Reset the BIOS. Refer to vendor documentation for resetting the BIOS or attempt to reset the BIOS with ipmitool

NOTE: When using ipmitool against a machine remotely, it requires more arguments:

read -s is used to prevent the password from being written to the screen or the shell history.

USERNAME=root
read -r -s -p "NCN BMC ${USERNAME} password: " IPMI_PASSWORD
export IPMI_PASSWORD
ipmitool -I lanplus -U "${USERNAME}" -E -H <bmc-hostname>
  1. (ncn# or pit#) Reset BIOS with ipmitool.

    ipmitool chassis bootdev none options=clear-cmos
    
  2. (ncn# or pit#) Set next boot with ipmitool.

    ipmitool chassis bootdev pxe options=persistent
    ipmitool chassis bootdev pxe options=efiboot
    
  3. (ncn# or pit#) Boot to BIOS for checkout of boot devices.

    ipmitool chassis bootdev bios options=efiboot
    

This is the end of the Reverting changes procedure.

Locating USB device

This procedure explains how to identify USB devices on NCNs.

Some nodes very obviously display which device is the USB, whereas other nodes (such as Gigabyte) do not.

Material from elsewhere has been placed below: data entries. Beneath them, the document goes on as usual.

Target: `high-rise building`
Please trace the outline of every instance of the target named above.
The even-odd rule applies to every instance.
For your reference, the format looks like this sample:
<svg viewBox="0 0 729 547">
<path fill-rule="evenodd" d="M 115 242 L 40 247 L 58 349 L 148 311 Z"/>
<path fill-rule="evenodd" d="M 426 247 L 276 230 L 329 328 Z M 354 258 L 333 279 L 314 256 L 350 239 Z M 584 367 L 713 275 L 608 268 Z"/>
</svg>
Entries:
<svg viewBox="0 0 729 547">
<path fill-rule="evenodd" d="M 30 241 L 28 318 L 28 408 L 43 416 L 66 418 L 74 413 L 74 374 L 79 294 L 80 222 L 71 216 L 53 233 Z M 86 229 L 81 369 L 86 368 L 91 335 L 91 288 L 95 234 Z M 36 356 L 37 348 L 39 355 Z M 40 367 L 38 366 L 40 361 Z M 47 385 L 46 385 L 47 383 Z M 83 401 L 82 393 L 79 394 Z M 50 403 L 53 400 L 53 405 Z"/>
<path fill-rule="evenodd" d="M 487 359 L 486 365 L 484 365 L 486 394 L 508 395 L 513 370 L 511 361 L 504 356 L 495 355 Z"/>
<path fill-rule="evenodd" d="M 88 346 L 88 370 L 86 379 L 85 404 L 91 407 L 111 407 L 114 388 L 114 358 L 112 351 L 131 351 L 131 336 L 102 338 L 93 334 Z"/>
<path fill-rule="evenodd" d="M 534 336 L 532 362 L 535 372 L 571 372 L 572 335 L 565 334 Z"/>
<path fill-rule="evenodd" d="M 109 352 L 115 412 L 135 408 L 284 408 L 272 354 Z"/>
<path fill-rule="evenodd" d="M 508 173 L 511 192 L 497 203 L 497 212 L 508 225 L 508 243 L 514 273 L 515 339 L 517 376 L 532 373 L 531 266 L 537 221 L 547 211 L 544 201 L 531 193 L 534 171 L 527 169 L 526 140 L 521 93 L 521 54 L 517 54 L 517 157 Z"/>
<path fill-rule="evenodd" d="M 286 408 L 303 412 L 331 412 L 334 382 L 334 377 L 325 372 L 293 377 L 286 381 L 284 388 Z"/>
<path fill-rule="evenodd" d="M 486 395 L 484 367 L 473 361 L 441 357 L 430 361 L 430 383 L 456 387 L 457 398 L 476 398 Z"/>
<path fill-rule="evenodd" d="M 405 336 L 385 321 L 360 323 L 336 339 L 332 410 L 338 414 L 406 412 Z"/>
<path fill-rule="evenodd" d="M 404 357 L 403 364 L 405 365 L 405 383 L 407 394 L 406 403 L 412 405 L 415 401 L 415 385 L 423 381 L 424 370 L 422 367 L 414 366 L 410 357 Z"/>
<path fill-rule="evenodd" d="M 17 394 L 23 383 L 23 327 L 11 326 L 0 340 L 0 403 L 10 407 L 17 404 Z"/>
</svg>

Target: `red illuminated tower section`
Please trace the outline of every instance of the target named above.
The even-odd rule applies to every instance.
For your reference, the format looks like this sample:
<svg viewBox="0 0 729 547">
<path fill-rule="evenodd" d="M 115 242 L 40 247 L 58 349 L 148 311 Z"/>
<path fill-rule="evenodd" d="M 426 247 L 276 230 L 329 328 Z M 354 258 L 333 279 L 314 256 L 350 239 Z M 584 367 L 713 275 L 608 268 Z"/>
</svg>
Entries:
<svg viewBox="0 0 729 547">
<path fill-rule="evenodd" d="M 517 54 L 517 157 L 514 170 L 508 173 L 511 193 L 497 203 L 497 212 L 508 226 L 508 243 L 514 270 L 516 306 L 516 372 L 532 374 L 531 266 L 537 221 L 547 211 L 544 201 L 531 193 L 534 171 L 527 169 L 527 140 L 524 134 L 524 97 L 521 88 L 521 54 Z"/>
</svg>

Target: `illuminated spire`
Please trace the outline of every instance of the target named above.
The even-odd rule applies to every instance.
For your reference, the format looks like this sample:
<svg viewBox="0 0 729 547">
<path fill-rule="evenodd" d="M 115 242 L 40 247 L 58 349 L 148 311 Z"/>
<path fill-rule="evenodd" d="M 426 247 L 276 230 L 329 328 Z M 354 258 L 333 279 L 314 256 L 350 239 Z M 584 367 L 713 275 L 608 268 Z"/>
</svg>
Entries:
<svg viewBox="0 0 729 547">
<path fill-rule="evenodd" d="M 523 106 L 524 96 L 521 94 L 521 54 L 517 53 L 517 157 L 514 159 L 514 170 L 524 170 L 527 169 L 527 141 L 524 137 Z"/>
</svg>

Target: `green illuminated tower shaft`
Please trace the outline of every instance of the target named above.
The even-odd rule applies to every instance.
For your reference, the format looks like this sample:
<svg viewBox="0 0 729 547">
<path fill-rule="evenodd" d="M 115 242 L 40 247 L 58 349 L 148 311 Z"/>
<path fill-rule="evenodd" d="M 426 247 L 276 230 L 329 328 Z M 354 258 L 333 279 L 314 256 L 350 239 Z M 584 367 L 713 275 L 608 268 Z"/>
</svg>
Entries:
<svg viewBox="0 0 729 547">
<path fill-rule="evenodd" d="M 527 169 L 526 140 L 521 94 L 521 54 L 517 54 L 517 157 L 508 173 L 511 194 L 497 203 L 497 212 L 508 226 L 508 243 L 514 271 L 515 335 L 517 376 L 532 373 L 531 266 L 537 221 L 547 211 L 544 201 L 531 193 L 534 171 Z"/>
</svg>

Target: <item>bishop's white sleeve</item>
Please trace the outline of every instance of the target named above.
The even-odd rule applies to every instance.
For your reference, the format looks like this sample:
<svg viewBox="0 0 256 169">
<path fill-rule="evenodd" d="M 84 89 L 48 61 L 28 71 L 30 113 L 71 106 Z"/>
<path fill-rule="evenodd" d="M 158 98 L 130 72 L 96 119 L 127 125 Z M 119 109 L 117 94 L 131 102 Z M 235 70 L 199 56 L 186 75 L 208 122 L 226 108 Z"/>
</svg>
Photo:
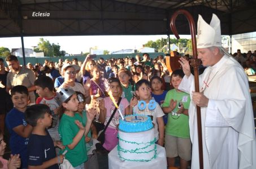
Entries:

Parsing the output of efibootmgr can be helpful in determining which device is a USB device. Tools such as lsblk, blkid, or kernel (/proc) may also be of use. As an example, one can sometimes match up ls -l /dev/disk/by-partuuid with efibootmgr -v.

  1. (ncn# or pit#) Display the current UEFI boot selections.

    efibootmgr
    

    Example output:

    BootCurrent: 0015
    Timeout: 1 seconds
    BootOrder: 000E,000D,0011,0012,0007,0005,0006,0008,0009,0000,0001,0002,000A,000B,000C,0003,0004,000F,0010,0013,0014
    Boot0000* Enter Setup
    Boot0001  Boot Device List
    Boot0002  Network Boot
    Boot0003* Launch EFI Shell
    Boot0004* UEFI HTTPv6: Network 00 at Riser 02 Slot 01
    Boot0005* UEFI HTTPv6: Intel Network 00 at Baseboard
    Boot0006* UEFI HTTPv4: Intel Network 00 at Baseboard
    Boot0007* UEFI IPv4: Intel Network 00 at Baseboard
    Boot0008* UEFI IPv6: Intel Network 00 at Baseboard
    Boot0009* UEFI HTTPv6: Intel Network 01 at Baseboard
    Boot000A* UEFI HTTPv4: Intel Network 01 at Baseboard
    Boot000B* UEFI IPv4: Intel Network 01 at Baseboard
    Boot000C* UEFI IPv6: Intel Network 01 at Baseboard
    Boot000D* UEFI HTTPv4: Network 00 at Riser 02 Slot 01
    Boot000E* UEFI IPv4: Network 00 at Riser 02 Slot 01
    Boot000F* UEFI IPv6: Network 00 at Riser 02 Slot 01
    Boot0010* UEFI HTTPv6: Network 01 at Riser 02 Slot 01
    Boot0011* UEFI HTTPv4: Network 01 at Riser 02 Slot 01
    Boot0012* UEFI IPv4: Network 01 at Riser 02 Slot 01
    Boot0013* UEFI IPv6: Network 01 at Riser 02 Slot 01
    Boot0014* UEFI Samsung Flash Drive 1100
    Boot0015* UEFI Samsung Flash Drive 1100
    Boot0018* UEFI SAMSUNG MZ7LH480HAHQ-00005 S45PNA0M838871
    Boot1001* Enter Setup
    
  2. (ncn# or pit#) Set next boot entry.

    In the example above, the device is 0014 or 0015. An option is to guess it is the first one, and can correct this on-the-fly in POST. Notice the lack of Boot in the ID number given; If wanting to choose Boot0014 in the output above, pass 0014 to efibootmgr:

    efibootmgr -n 0014
    
  3. (ncn# or pit#) Verify that the BootNext device is what was selected.

    efibootmgr | grep -i bootnext
    

    Example output:

    BootNext: 0014
    
  4. Now the UEFI Samsung Flash Drive will boot next.

    NOTE: There are duplicates in the list. During boot, the EFI boot manager will select the first one. If the first one is false, then it can be deleted with efibootmgr -b 0014 -d.

This is the end of the Locating USB device procedure.